Un potentiel de diffusion satisfaisant et une appropriation par les pouvoirs publics

Après vérification de sa capacité à répondre à des exigences de contractualisation potentielle sur les quatre régions, un cahier des charges MAE système est donc proposé avec notamment, l’obligation de cultiver 10 % de la SAU en légumineuses. On observe que le nombre d’agriculteurs du projet respectant le cahier des charges a presque triplé (de 8 à 23 %) en seulement deux années.
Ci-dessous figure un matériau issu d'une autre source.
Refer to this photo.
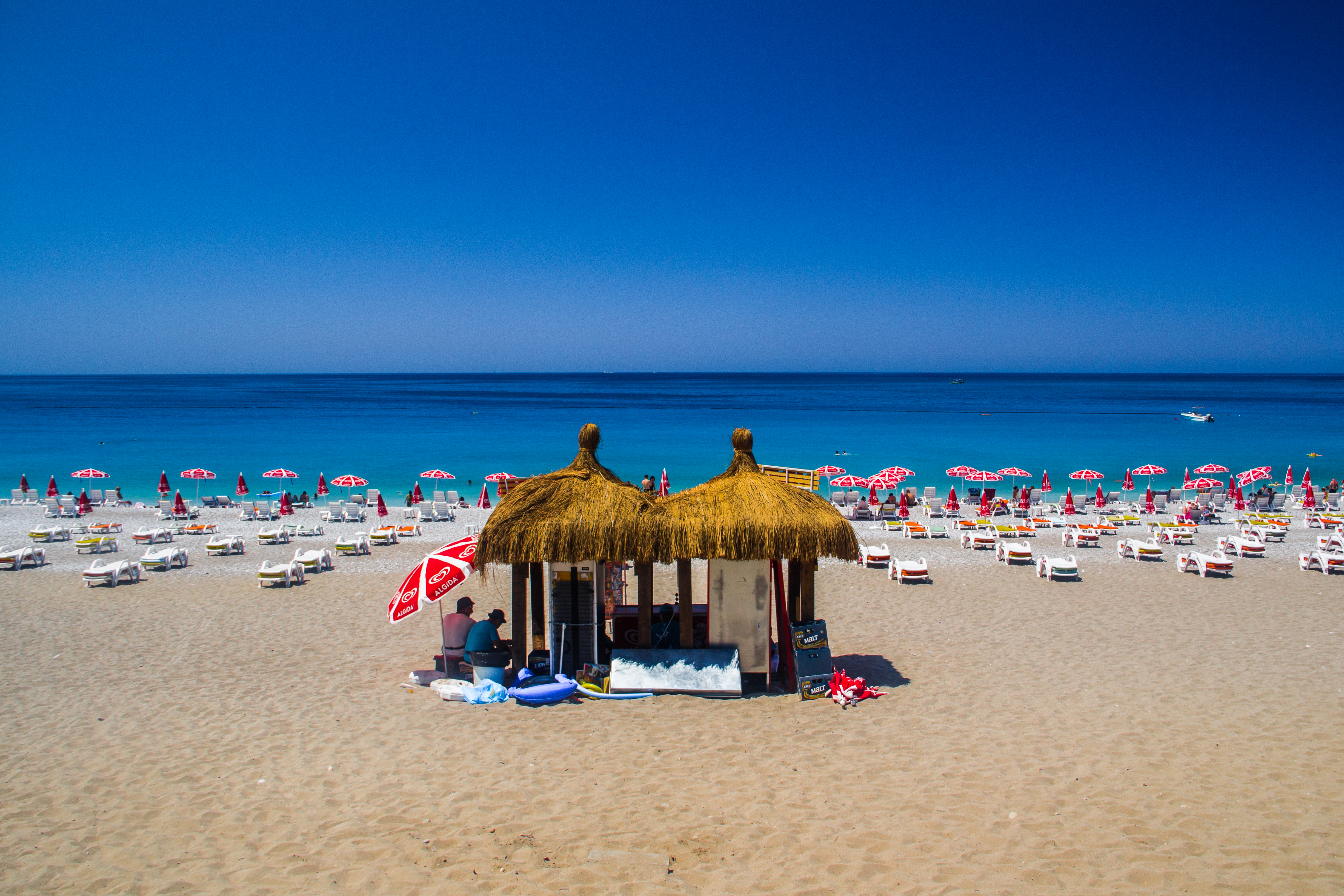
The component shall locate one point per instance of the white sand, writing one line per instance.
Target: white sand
(1143, 731)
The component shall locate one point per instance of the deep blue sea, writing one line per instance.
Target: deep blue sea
(389, 428)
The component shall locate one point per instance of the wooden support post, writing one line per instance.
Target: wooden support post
(808, 593)
(795, 588)
(519, 613)
(644, 582)
(683, 590)
(538, 606)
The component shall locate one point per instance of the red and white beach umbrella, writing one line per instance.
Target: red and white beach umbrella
(433, 578)
(850, 482)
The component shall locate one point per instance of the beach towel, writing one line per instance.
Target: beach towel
(849, 692)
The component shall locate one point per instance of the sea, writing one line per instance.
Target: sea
(389, 428)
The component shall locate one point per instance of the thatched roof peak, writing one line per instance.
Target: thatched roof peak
(745, 515)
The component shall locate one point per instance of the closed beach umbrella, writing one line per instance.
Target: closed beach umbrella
(197, 475)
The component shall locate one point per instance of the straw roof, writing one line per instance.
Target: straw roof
(747, 515)
(584, 512)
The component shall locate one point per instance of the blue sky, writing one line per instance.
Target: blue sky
(716, 187)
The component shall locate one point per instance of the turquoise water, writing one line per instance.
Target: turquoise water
(389, 428)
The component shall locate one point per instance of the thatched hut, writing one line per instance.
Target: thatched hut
(582, 514)
(742, 522)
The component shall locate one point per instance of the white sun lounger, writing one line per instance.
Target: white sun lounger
(979, 540)
(1206, 563)
(386, 535)
(164, 558)
(315, 561)
(151, 537)
(1139, 550)
(50, 534)
(357, 543)
(1242, 547)
(18, 557)
(111, 573)
(226, 545)
(1013, 553)
(873, 555)
(1323, 561)
(288, 574)
(1051, 569)
(902, 571)
(96, 543)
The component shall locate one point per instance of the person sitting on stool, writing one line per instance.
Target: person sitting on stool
(486, 636)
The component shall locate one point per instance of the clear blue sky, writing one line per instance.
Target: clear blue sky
(716, 187)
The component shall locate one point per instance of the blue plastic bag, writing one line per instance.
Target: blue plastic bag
(488, 692)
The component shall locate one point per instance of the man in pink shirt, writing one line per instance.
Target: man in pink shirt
(456, 626)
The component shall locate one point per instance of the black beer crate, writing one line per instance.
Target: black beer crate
(815, 687)
(811, 636)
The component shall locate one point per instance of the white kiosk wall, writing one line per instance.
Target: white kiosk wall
(740, 610)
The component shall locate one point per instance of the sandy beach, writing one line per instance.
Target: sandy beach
(1142, 731)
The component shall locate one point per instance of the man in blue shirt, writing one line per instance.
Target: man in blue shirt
(484, 635)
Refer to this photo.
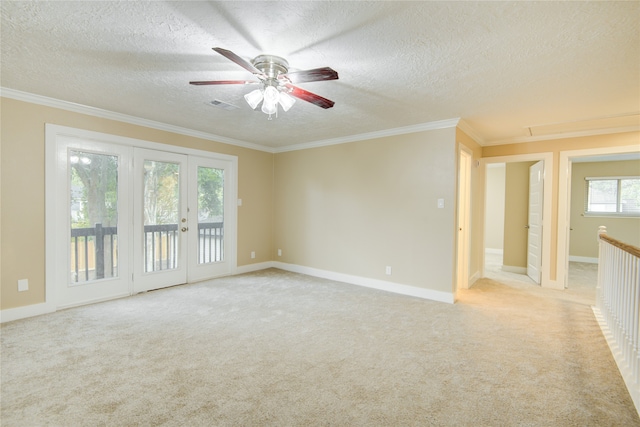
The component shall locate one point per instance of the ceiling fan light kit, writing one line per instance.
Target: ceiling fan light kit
(276, 82)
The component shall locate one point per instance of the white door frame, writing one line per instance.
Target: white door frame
(549, 179)
(564, 201)
(465, 157)
(52, 246)
(534, 213)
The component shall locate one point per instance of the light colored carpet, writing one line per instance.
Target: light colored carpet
(273, 348)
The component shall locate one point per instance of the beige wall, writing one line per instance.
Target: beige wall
(494, 218)
(583, 241)
(23, 185)
(358, 207)
(555, 146)
(516, 214)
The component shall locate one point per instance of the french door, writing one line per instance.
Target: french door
(130, 219)
(159, 219)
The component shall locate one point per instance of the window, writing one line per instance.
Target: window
(613, 196)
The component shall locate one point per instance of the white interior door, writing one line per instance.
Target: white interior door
(90, 221)
(211, 213)
(160, 220)
(534, 238)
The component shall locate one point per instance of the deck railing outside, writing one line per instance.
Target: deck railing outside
(618, 306)
(94, 249)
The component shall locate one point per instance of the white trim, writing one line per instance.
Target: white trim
(549, 184)
(494, 251)
(441, 124)
(474, 278)
(11, 314)
(382, 285)
(250, 268)
(565, 135)
(632, 386)
(514, 269)
(471, 133)
(564, 193)
(54, 132)
(590, 260)
(105, 114)
(97, 112)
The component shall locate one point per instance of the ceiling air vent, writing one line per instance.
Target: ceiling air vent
(221, 104)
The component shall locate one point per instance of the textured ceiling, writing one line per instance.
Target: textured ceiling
(505, 68)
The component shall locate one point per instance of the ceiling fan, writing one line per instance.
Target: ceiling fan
(277, 83)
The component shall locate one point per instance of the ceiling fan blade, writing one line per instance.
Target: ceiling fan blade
(235, 58)
(224, 82)
(315, 75)
(310, 97)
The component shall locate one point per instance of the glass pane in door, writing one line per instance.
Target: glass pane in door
(161, 215)
(94, 215)
(210, 215)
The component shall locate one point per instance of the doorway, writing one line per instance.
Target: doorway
(464, 218)
(567, 159)
(508, 262)
(125, 216)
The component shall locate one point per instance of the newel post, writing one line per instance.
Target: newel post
(602, 230)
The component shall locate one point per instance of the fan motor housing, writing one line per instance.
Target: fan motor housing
(271, 65)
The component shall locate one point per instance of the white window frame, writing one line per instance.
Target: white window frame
(618, 213)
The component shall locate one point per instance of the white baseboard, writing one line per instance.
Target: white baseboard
(514, 269)
(473, 279)
(10, 314)
(493, 251)
(382, 285)
(589, 260)
(249, 268)
(627, 374)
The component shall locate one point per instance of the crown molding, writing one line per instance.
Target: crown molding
(563, 135)
(441, 124)
(106, 114)
(471, 133)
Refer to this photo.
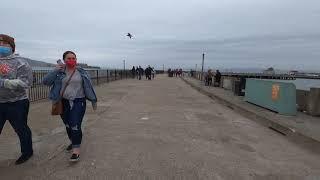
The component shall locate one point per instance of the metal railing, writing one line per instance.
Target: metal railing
(38, 91)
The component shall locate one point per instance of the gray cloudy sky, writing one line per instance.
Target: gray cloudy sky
(233, 33)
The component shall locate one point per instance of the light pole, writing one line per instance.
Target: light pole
(202, 67)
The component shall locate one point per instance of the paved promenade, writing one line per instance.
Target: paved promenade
(161, 129)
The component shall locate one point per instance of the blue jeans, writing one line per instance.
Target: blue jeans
(72, 118)
(17, 114)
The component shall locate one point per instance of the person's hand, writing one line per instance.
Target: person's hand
(15, 83)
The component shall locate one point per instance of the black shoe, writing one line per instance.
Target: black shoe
(69, 148)
(23, 158)
(74, 158)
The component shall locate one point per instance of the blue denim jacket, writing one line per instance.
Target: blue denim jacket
(54, 80)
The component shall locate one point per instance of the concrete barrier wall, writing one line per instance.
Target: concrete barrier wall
(302, 100)
(313, 104)
(227, 83)
(276, 96)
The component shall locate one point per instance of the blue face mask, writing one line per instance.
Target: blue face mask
(5, 51)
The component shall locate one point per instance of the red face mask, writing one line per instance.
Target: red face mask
(71, 63)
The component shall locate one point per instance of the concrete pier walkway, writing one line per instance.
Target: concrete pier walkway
(161, 129)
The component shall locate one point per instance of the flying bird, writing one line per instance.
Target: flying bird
(129, 35)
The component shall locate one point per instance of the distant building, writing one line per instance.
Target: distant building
(269, 71)
(292, 73)
(83, 65)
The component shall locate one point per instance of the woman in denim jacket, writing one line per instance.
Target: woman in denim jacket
(74, 98)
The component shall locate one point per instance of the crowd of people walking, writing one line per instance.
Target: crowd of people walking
(138, 72)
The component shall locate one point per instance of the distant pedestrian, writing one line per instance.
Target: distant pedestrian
(71, 85)
(148, 72)
(133, 72)
(209, 77)
(153, 72)
(15, 79)
(140, 72)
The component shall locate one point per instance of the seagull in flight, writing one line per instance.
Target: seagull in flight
(129, 35)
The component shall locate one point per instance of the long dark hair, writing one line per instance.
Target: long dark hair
(68, 52)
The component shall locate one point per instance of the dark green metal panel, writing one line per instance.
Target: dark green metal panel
(276, 96)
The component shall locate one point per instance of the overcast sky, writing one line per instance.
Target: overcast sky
(284, 34)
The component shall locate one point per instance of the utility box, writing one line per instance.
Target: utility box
(276, 96)
(313, 107)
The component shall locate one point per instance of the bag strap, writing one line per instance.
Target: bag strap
(65, 87)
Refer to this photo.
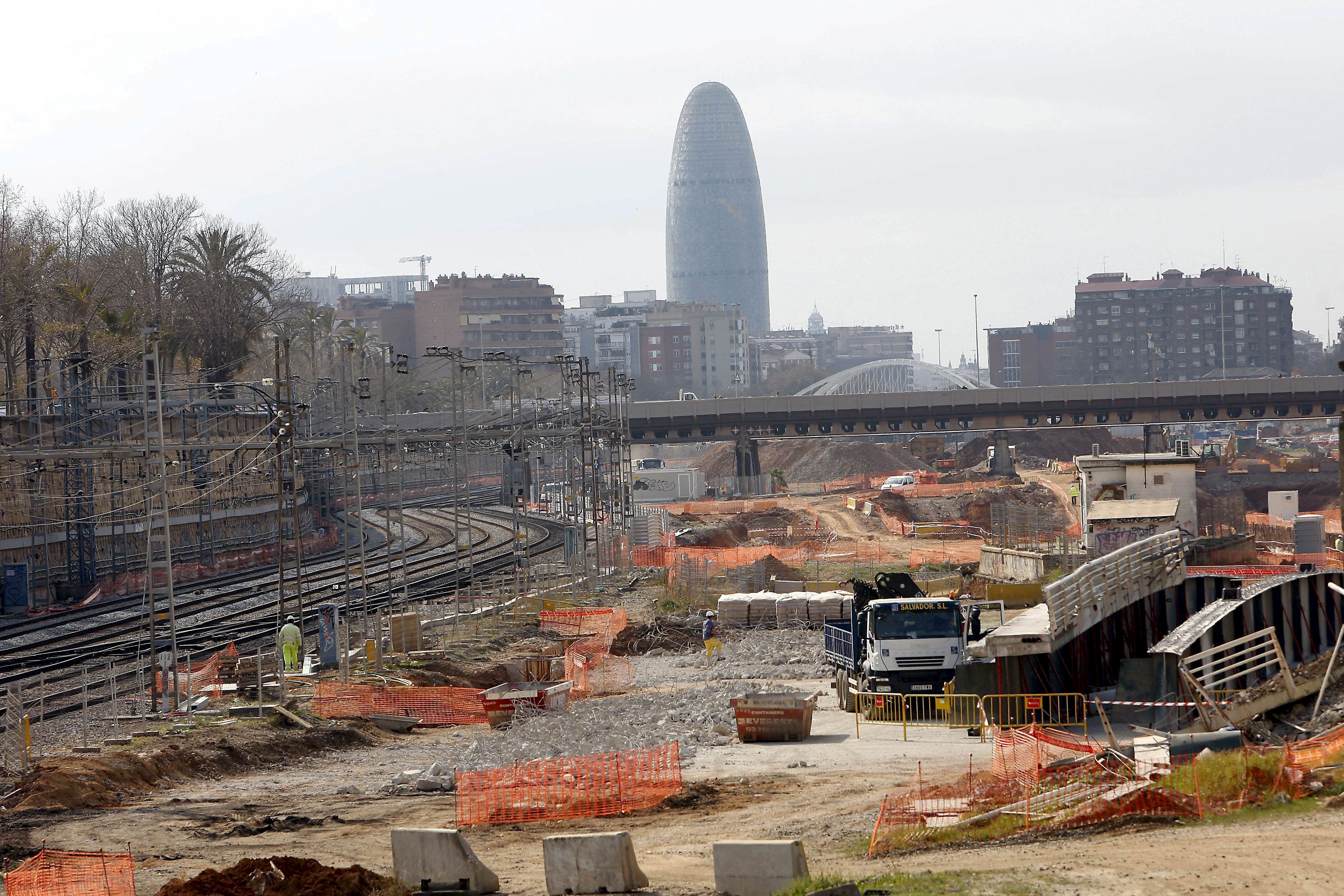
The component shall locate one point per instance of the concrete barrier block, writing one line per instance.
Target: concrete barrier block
(440, 856)
(757, 867)
(592, 864)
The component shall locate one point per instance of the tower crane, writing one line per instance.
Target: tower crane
(422, 260)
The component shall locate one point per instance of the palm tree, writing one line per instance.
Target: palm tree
(222, 276)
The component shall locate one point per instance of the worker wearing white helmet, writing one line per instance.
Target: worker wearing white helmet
(291, 640)
(710, 637)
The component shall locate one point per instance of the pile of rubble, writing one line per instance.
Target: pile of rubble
(693, 717)
(776, 655)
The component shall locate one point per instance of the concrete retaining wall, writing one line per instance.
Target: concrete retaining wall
(1011, 565)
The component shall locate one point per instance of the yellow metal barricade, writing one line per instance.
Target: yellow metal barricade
(917, 711)
(1022, 710)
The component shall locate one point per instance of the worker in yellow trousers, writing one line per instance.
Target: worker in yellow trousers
(291, 640)
(711, 641)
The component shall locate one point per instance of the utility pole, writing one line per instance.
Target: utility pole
(280, 496)
(293, 495)
(361, 386)
(158, 512)
(343, 402)
(404, 368)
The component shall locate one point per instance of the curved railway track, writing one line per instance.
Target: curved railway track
(441, 571)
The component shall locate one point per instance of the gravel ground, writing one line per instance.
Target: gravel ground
(765, 653)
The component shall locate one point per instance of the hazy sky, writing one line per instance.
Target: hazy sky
(912, 153)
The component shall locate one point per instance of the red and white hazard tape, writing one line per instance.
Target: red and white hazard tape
(1141, 703)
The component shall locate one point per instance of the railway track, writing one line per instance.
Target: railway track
(14, 632)
(440, 571)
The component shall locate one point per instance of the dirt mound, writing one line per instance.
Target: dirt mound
(105, 780)
(814, 460)
(975, 508)
(733, 531)
(1057, 445)
(454, 673)
(635, 641)
(301, 878)
(721, 534)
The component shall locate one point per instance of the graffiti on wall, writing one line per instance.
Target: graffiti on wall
(1115, 538)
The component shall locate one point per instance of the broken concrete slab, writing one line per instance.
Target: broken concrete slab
(592, 864)
(840, 890)
(440, 856)
(757, 867)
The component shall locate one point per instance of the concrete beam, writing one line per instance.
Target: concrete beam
(592, 864)
(757, 867)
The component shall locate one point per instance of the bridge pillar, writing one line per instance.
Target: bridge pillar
(1155, 438)
(748, 459)
(1002, 463)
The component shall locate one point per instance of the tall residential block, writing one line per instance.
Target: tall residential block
(1222, 323)
(510, 314)
(716, 220)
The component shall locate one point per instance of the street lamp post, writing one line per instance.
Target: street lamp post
(976, 300)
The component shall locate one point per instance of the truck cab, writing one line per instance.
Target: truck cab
(905, 645)
(897, 640)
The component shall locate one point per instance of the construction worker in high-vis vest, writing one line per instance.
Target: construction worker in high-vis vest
(291, 638)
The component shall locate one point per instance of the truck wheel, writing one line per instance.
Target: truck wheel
(843, 692)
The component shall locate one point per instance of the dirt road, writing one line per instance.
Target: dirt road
(738, 792)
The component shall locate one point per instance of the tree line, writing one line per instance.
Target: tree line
(85, 276)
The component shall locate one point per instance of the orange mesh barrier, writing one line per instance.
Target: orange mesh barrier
(980, 806)
(1034, 785)
(941, 489)
(435, 706)
(1022, 753)
(736, 507)
(57, 872)
(204, 675)
(595, 672)
(948, 553)
(569, 788)
(584, 621)
(1314, 753)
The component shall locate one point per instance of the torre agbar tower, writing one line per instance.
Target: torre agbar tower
(716, 227)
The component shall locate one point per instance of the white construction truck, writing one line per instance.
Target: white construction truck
(898, 640)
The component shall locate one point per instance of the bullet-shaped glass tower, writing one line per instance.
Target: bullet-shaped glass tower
(716, 226)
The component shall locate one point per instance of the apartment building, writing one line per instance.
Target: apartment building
(1178, 328)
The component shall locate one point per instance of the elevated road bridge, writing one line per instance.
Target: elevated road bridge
(992, 410)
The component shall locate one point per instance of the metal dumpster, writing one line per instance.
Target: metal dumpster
(773, 717)
(502, 702)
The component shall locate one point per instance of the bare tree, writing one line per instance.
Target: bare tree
(230, 285)
(140, 238)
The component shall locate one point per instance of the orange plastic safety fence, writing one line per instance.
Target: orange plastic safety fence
(1323, 750)
(756, 506)
(1047, 780)
(595, 672)
(941, 489)
(569, 788)
(433, 706)
(204, 675)
(1022, 753)
(948, 553)
(58, 872)
(584, 621)
(979, 806)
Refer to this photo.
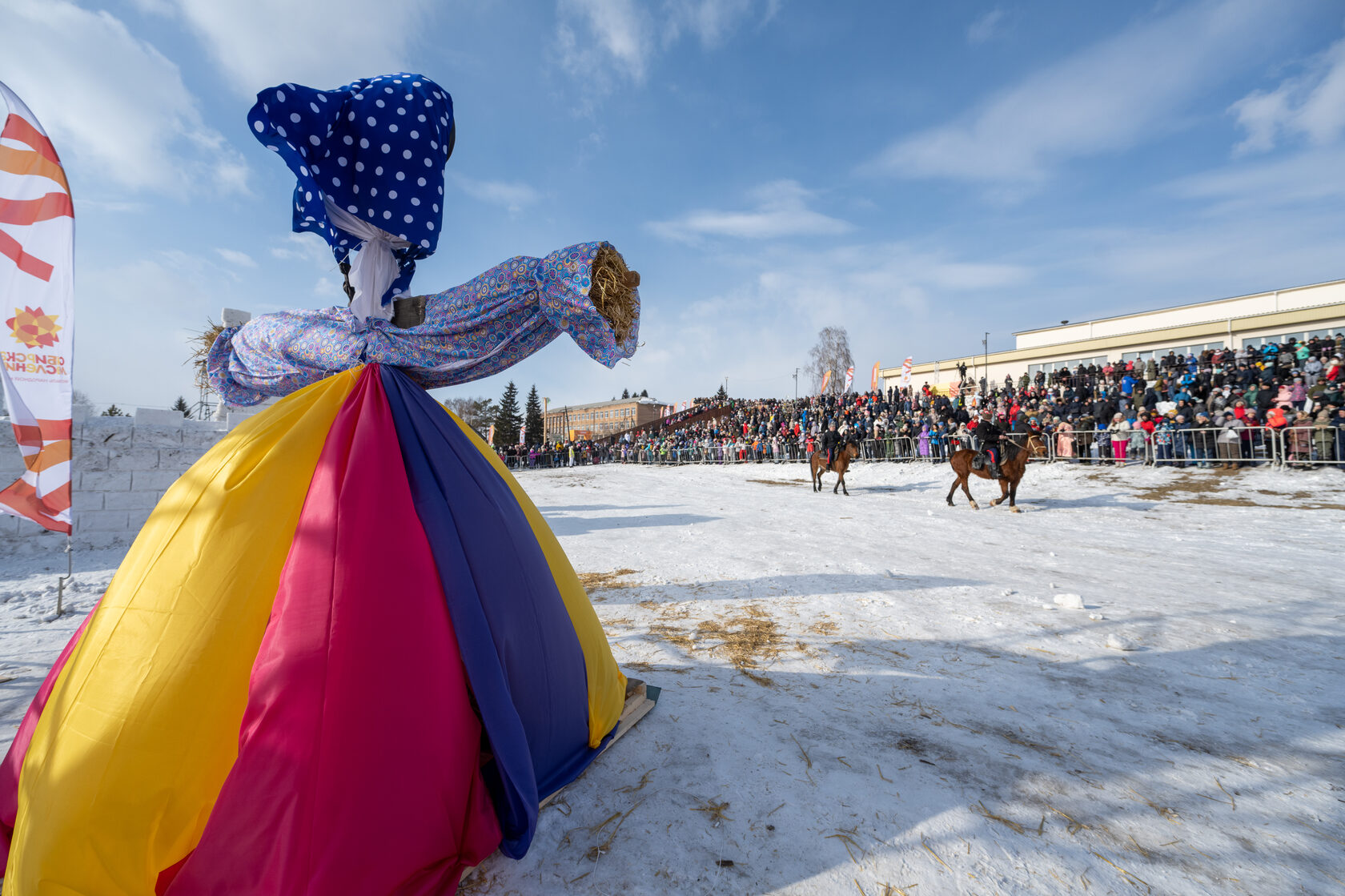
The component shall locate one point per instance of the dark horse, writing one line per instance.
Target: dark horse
(1010, 470)
(818, 460)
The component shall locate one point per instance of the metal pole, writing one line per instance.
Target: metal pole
(985, 344)
(61, 581)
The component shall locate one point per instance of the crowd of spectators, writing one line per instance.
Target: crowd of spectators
(1222, 407)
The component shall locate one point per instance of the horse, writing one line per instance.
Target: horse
(1010, 470)
(818, 462)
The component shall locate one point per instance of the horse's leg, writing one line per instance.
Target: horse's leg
(967, 492)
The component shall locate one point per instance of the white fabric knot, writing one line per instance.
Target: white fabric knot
(373, 267)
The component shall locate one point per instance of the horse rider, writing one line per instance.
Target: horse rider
(990, 435)
(830, 441)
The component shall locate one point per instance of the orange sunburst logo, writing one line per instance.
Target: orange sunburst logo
(34, 328)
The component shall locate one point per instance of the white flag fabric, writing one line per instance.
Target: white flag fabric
(37, 306)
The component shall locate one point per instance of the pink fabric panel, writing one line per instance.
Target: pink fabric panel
(12, 765)
(358, 765)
Sur cette période, les agriculteurs du réseau des Civam ont presque triplé leurs surfaces en cultures protéagineuses annuelles (+ 187 %), plus que doublé leurs surfaces en mélanges céréales-protéagineux (+ 131 %) alors que les surfaces en céréales étaient réduites de 5 %. Pour valoriser ces surfaces en légumineuses, les agriculteurs ont diversifié leurs débouchés : autoconsommation, vente à des éleveurs en région mixte, coopérative, usine d’alimentation animale, négoce, alimentation humaine… Leur déploiement à plus grande échelle pourrait ainsi être facilité par une valorisation plus répandue des cultures de diversification chez les opérateurs des filières et leur volonté d’accompagner le développement des protéagineux. À son niveau, le ministère en charge de l’Agriculture a intégré cette proposition dans la concertation des OPA pour sa mise en œuvre de la PAC post 2013. La réaction des OPA est mitigée, jugeant la MAE trop exigeante pour certaines d’entre elles, parfois pas assez pour d’autres. Notons également que le projet Grandes cultures économes qui a constitué la phase test de ce cahier des charges est lauréat aux trophées de l’agriculture durable 2013 et aux trophées de l’eau Loire-Bretagne dans la catégorie « protection des ressources et réduction des pollutions ».

Références

De Marguerye A., Denis E., Mialon A., Deschamps D., 2013. Vers une MAE « Systèmes de culture économes en intrants ». Innovations Agronomiques, 30, 219-235.

Schaller N., 2012. Vers une mesure agro-environnementale « systèmes de culture économes en intrants » ? Les publications du service de la statistique et de la prospective — Centre d’études et de prospective, analyse, 53, décembre 2012, 1-7.